A small claims court’s confirmation of an arbitration award to a bank after its ‘dilatory conduct’ was reversed Thursday by the Indiana Court of Appeals, which found an abuse of discretion occurred in granting the bank relief several years after the case should have been dismissed with prejudice.
When Melba Polk-King was drawn into a small claims action initiated in 2014 by Discover Bank alleging she failed to pay a credit card balance of nearly $4,000, she moved to compel arbitration. Discover failed to pay an $800 case management fee for the arbitration, which was subsequently closed.
Another year of inaction on the suit passed from Discover’s end, until it filed to bring the suit back to the court's active docket. Soon after the case was dismissed without prejudice, Discover filed a motion to vacate the dismissal and stay the action until the completion of arbitration, which was later granted “for good cause shown.”
Despite Polk-King’s contentions against returning to arbitration due Discover’s failure to prosecute the case in a timely manner the first time, the final arbitration award presented during the second arbitration hearing ruled in favor of Discover for more $3,900 plus court costs. The small claims court then confirmed the arbitrator’s award and denied Polk-King’s request to vacate the award and dismiss with prejudice.
Polk-King thus appealed that the court no longer had jurisdiction over the case as soon as it dismissed the action for failure to prosecute, and that it could not later set aside the dismissal because the statute of limitations had expired.
Noting the case became “procedurally complex” when it “veered far off the path of the typical informal small claims action” by being filed under Ind. Trial Rule 41(E), the Indiana Court of Appeals primarily focused on whether the trial court abused its discretion in setting aside the dismissal altogether.
In answering that question, the appellate court found that Discover made no attempts to explain the lengthy delays it had caused prior to the motion to vacate the dismissal. The panel also noted that in support of its motion, Discover falsely asserted both parties had agreed to arbitrate, when the record indicated Polk-King consistently sought dismissal of the entire matter and argued that reinitiating arbitration was improper after the first arbitration had been closed due to Discover’s default.
Further, the appellate court found that because Discover had been in clear default of the arbitration agreement, it was not entitled to a stay of the court proceedings or to demand re-initiation of arbitration two years after the first arbitration was filed.
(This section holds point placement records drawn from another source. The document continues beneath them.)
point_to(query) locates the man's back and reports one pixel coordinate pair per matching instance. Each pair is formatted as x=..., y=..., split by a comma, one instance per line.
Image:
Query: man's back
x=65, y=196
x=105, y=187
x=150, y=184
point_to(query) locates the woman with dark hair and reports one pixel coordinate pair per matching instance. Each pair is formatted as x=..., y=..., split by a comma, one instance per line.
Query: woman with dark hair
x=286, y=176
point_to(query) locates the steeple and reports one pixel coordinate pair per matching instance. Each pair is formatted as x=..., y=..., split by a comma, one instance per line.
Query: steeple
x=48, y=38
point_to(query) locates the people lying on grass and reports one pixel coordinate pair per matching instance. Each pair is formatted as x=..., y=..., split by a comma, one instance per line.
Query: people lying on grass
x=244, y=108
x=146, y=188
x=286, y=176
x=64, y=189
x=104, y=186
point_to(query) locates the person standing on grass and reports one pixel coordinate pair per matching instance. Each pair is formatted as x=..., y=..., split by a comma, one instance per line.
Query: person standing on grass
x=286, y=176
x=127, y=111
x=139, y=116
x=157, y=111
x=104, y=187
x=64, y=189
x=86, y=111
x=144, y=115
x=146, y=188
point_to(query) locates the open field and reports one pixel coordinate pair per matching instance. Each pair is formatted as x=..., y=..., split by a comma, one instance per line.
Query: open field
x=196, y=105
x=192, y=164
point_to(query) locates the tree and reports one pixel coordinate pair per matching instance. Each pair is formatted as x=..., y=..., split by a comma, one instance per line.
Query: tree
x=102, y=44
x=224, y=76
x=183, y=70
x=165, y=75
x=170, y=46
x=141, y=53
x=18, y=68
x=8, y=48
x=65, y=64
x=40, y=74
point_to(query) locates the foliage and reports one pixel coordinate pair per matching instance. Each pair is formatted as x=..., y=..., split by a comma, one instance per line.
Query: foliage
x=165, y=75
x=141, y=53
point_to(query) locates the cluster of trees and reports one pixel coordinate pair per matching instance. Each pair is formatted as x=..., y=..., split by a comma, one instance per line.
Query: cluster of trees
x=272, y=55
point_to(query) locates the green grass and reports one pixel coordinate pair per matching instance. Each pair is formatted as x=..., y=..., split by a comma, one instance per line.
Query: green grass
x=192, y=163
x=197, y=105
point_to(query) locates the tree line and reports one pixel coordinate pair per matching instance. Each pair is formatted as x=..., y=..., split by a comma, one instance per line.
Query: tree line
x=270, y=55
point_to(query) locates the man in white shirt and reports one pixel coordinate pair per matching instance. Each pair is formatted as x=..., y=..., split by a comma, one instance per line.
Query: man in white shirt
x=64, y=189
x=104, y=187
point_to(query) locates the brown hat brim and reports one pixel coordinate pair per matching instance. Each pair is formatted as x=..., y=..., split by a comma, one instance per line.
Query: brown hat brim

Therefore, the appellate panel held the small claims court abused its discretion by granting Discover’s motion and by reinstating the action against Polk-King.
“Discover’s dilatory conduct resulted in an unnecessarily lengthy cloud over Polk-King’s credit history. In its motion to set aside the dismissal, Discover offered no explanation for its inaction and no good cause for reinstatement. ‘Ultimately, reinstatement is a matter of equity’, and the equities were not with Discover here,” Judge Robert Altice wrote for the unanimous panel. “Accordingly, the action should not have been reinstated by the court and the dismissal should have been the end to the case.”
The case was thus reversed and remanded Melba Polk-King v. Discover Bank, 18A-SC-1772 to the small claims court to vacate its confirmation of the arbitration ward and to dismiss the case with prejudice.